Kaplan is an honorary senior fellow of CCL and founder and co-president of Kaplan DeVries Inc., a Greensboro firm that provides leadership consulting to executives and executive teams. He holds a Ph.D. degree from Yale University.

This question has had a long life in leadership theory and practice. And contrary to what the question may imply, there is no simple answer.

First of all, it does make sense for managers and leaders to build on their strengths by, for example, choosing assignments that play to their strengths.

A classic example is the manager who has a natural aptitude for the tough job of turning around organizations. By specializing, managers become increasingly adept at their specialties over time. By being well matched to their jobs, they not only exploit their assets but also neutralize or reduce the impact of their liabilities.

Assignments help only so much, however, because some types of weakness follow managers wherever they go. Regardless of the job at hand, these weaknesses hurt a manager's effectiveness and are therefore worth fixing.

Some managers, for example, intimidate and overwhelm their people and therefore fail to get their full contributions. Other managers have trouble taking a stand and back down too quickly when they run into resistance.

In addition, specializing too heavily over the course of one's career can trap an individual in that specialty. For example, a manager who is a fix-it specialist, upon reaching senior management, may find that his or her career options are constricted. The same limitation can affect functional managers who, in addition to being exceptional professionals themselves, become masters at managing other professionals in their field. Managers who make a career of building on strengths can wind up narrowing themselves by sacrificing breadth.

Strengths and weaknesses, rather than being independent of each other, are often flip sides of each other.
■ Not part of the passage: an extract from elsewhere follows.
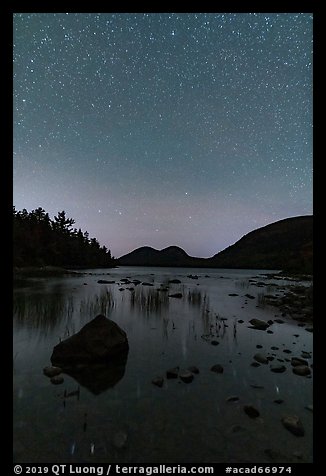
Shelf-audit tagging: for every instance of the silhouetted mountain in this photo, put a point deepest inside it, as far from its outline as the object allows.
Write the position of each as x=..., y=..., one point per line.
x=284, y=245
x=171, y=256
Ironically, correcting one's weaknesses often entails building on one's strengths, in the sense of making better use of those strengths. The reason is that strengths and weaknesses, rather than being independent of each other, are often flip sides of each other. Strengths, when taken to the extreme, can become weaknesses. To correct weakness of this type, managers need to modulate their use of their strengths. There is nothing wrong, for example, with being open to input and changing one's mind, as long as one doesn't do it all the time. The key is being selective.

A little-recognized key to making optimal use of one's strengths and at the same time ameliorating areas of weakness is to truly recognize and internalize those strengths. In my work with executives, I have found that many of them underrate one or more of their strengths. In underestimating how good they are, they overcompensate in their efforts to be good.

The areas in which executives feel inadequate are usually areas on which they place a high degree of importance. Because they worry that they aren't good enough in these much prized areas, they have trouble being objective about how good they are. Even when they receive positive feedback about their performance in these areas, they tend to discount it. Their overcompensation is fueled further by their natural tendency to focus on correcting weaknesses because they believe that is the way to improve.

It is a given that leaders have to face up to their weaknesses before they can fix them. What hasn't been appreciated as well is how important it is to the development of leaders for them to come to terms with their strengths.